# War Mouth hole



## FishWalton (Jul 22, 2010)

Weather looked good for Walton County today so a partner and I went out after crappie in Black Creek. Tough, tough, fishing. 3 hours to catch 6 barely keepers. Then a run to Bishop Lake upper end. One crappie that was released. Nice weather, nice area, but could not get anything going. So back to Black Creek and another hole we had found a lot of fish earlier. Fished this differently with small spinner baits with minnow, but only caught a couple of warmouth. Switched to worms on the spinner baits and just jig with worm. Ended up with 33 warmouth and 1 gil in about 2 hours. What looked like a not good day turned out to be rather decent. The catch was brought home and given to an elderly needy couple. The husband had to give up fishing years ago and they love river fish. 
33 warmouth, 1 gil, 6 crappie. Not a bad day.


----------



## Splittine (Nov 24, 2007)

Dang, thats some fine eating for sure.


----------



## Garbo (Oct 2, 2007)

Dang. 

Those GoggleEye Show do Eat GOOD. I would like to share them with you.


----------



## jdhkingfisher (Aug 6, 2010)

is warmouth same as stump knocker??? they look the same


----------



## CatHunter (Dec 31, 2008)

nothing like giving a hard days catch away to some one who could use it more:thumbsup: i caught a few warmouths as well today wounder if there spawning or some thing, yes stump knocker is a warmouth


----------



## jdhkingfisher (Aug 6, 2010)

oh cool. didnt know for sure.


----------



## FishWalton (Jul 22, 2010)

A stumpknocker is a different fish than a warmouth. Here is a FWC link http://myfwc.com/WILDLIFEHABITATS/Freshwaterfish_SpottedSunfish.htm

This is the warmouth
http://myfwc.com/WILDLIFEHABITATS/Freshwaterfish_Warmouth.htm


----------



## FishWalton (Jul 22, 2010)

cathunter: Not sure if they are spawning or not, but they were concentrated in a small area. A boat pulled in within 25 feet of us and fished the same area but did not catch. They were fishing only jigs with no live worms. 
I have seen fish several times in the past in this spot but could never catch them. Today, we changed the presentation and it worked. They are pretty well clustered around heavy cover on the bottom in 12 to 15 ft. of water. We fished about one crank off the bottom.


----------



## CatHunter (Dec 31, 2008)

its funny you say that i found my warmouths in about 18 feet right next to a giant fallin tree i was tied up behind, the ones i got where all in the same spot..Thats tru to the spotted sunfish is called a stump knocker as well, i used to catch them in a small creek by my house when i was little, the state record warmouth was caught outta yellow river


----------



## Faithnfishin (Dec 5, 2010)

I know that older couple sure appreciated your kindness, sure you will be blessed again with a big catch, nice fish.


----------



## capt.joe (Feb 2, 2011)

Nice catch!! I just bought some property on the choctawhatchee. I cant wait to get home and start learning the river. I haven't freshwater fished in years.


----------



## jstblsd (Jul 6, 2010)

Nice catch! Awesome job blessing that couple with your catch it will return to you.


----------



## CountryFolksCanSurvive22 (Dec 3, 2010)
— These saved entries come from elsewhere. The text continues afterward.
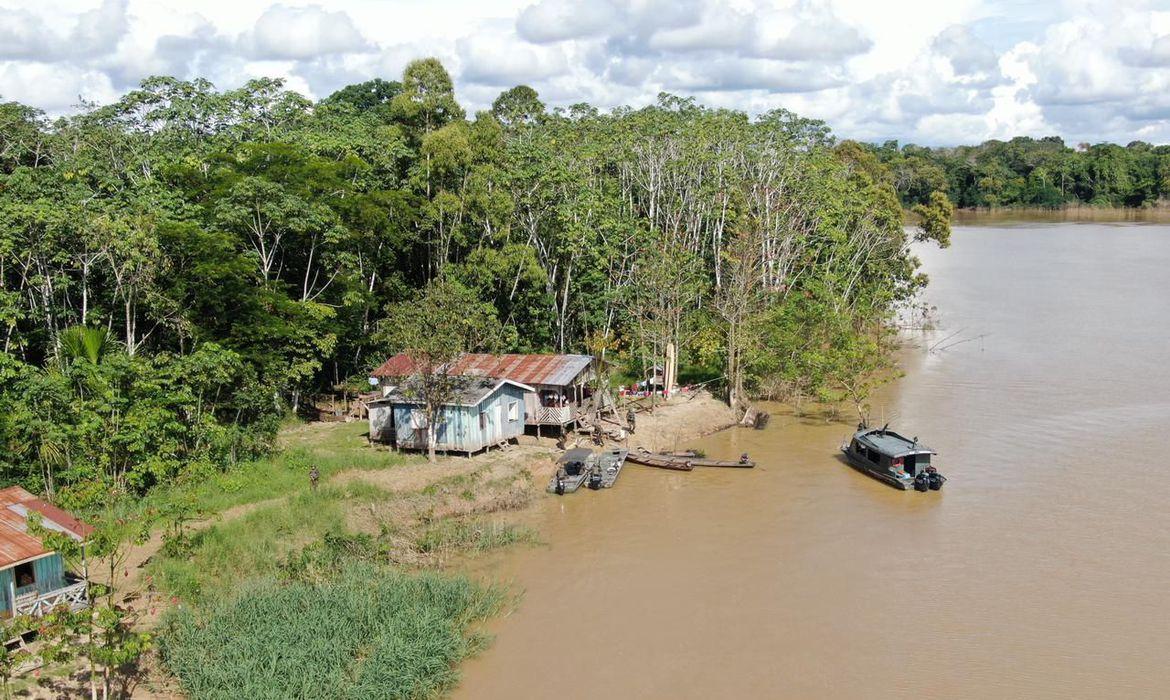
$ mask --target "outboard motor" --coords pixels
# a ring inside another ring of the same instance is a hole
[[[931,491],[938,491],[939,489],[942,488],[943,482],[946,480],[947,480],[947,478],[945,476],[943,476],[942,474],[939,474],[936,471],[932,471],[930,473],[929,479],[928,479],[928,481],[930,482],[930,490]]]
[[[557,477],[557,488],[556,488],[556,492],[557,492],[557,495],[558,495],[558,496],[564,496],[564,495],[565,495],[565,480],[564,480],[564,479],[562,479],[562,478],[561,478],[561,477],[559,477],[559,476]]]
[[[926,491],[930,488],[929,479],[927,479],[926,472],[918,472],[918,476],[914,477],[914,490]]]
[[[594,471],[589,475],[589,488],[597,491],[601,488],[601,472]]]

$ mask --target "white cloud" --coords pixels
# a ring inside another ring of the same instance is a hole
[[[46,63],[0,63],[0,86],[5,100],[56,112],[74,109],[83,101],[104,103],[118,98],[118,91],[100,71],[62,71]]]
[[[612,27],[621,12],[608,0],[540,0],[516,18],[516,31],[534,43],[599,36]]]
[[[126,6],[127,0],[103,0],[72,22],[0,6],[0,59],[55,60],[113,51],[129,25]]]
[[[972,33],[971,28],[952,24],[931,42],[935,53],[947,59],[957,75],[980,75],[998,71],[999,56]]]
[[[240,41],[252,55],[269,59],[306,59],[370,49],[348,14],[319,5],[273,5]]]
[[[509,88],[560,75],[568,68],[561,46],[527,44],[510,33],[464,37],[455,46],[460,77],[472,83]]]
[[[60,113],[173,74],[322,97],[433,55],[469,110],[528,83],[554,107],[786,107],[844,137],[1167,141],[1165,2],[0,0],[0,95]]]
yes that state record warmouth was a true hoss...it was caught at the guest lake boat ramp by a man fishing off of the bank...those goggleeyes will be a fine meal!


----------



## screwballl (Feb 1, 2011)

Will have to share that spot with me.  I hope to get over that way now that I have a boat of my own to play with.


----------



## gbliz (Jan 13, 2011)

good people on this forum


----------